Voici qui est encore pis que tout le reste. Elle maria sa fille, qui n’avoit que onze ans, à Neufchâtel, et le baisoit devant tout le monde comme son gendre, et ils étoient tombés d’accord qu’il coucheroit trois fois la semaine avec elle et trois fois avec sa fille, et que le dimanche il se reposeroit. Elle ne s’en contenta pas, et ôta un jour à sa fille. Le mari, voyant que Neufchâtel avoit plus d’affaires que jamais, demandoit à coucher quelquefois avec sa femme, mais en vain. Il alla plusieurs fois la trouver, comme ils étoient au lit, pour tâcher d’obtenir qu’on le laissât coucher une heure seulement avec sa femme.

Une nuit qu’ils ne pouvoient dormir, ils allèrent fouetter ce pauvre homme pour se divertir.

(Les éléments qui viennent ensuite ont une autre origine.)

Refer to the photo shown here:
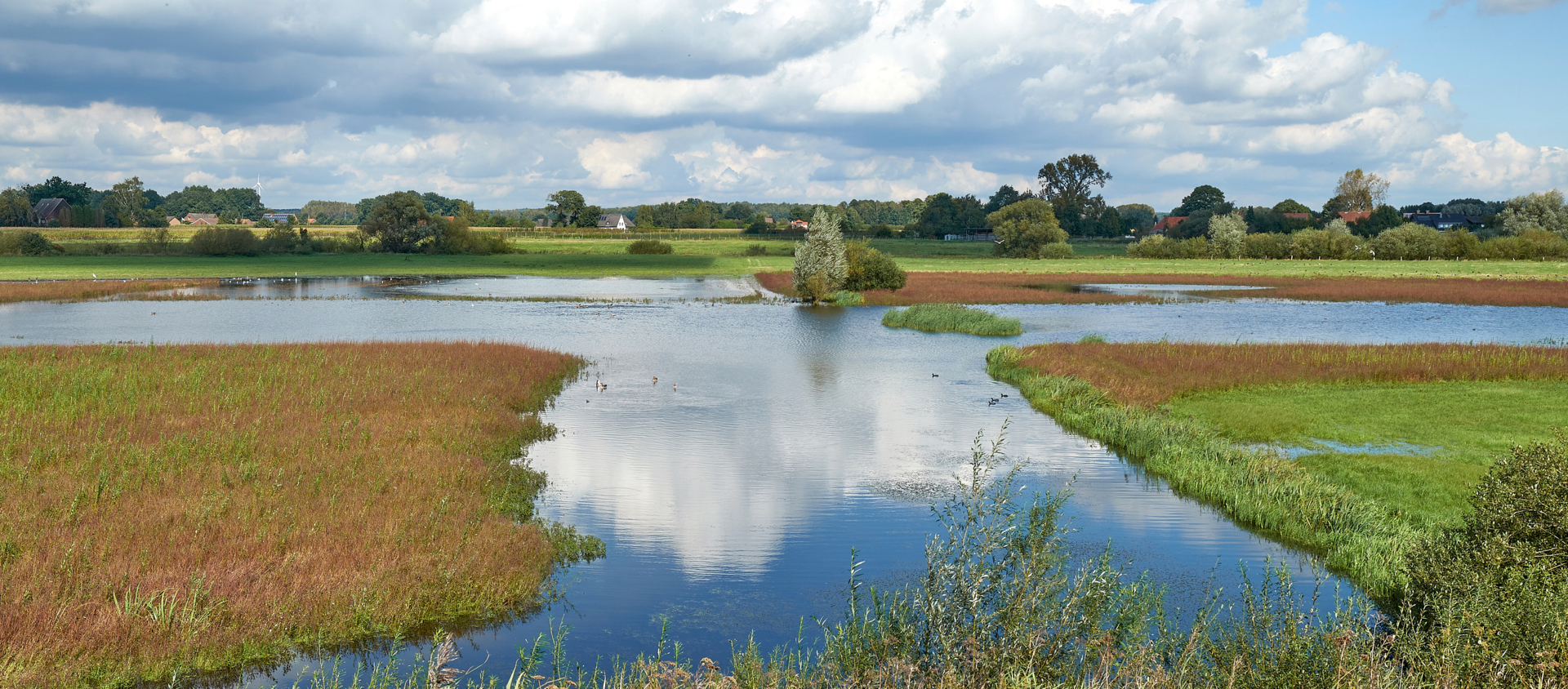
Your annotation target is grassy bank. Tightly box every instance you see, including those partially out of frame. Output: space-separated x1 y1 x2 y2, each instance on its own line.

Neufchâtel fut tué au blocus de Paris un an ou environ après qu’il se fut marié. Elle remaria sa fille aussitôt à un gentilhomme, nommé Juvigny, à condition que le père de ce garçon coucheroit avec elle ; mais elle le trouva bientôt trop vieux. Enfin elle en vint jusqu’à s’en faire donner par ses valets. Elle mourut, il y a cinq ans ou environ, âgée de trente-neuf à quarante ans.


SOUSCARRIÈRE

Il y avoit un pâtissier à Paris, à l’enseigne des Carneaux, qui traitoit par tête. Ce pâtissier avoit une femme assez jolie, à qui plusieurs personnes firent leur cour, et entre autres M. de Bellegarde. Vers le temps où ce dernier la fréquentoit, cette femme se sentit grosse et accoucha d’un fils. Ce garçon devint adroit à toutes sortes de jeux et d’exercices ; il étoit bien fait et heureux au jeu, il se pousse, il gagne.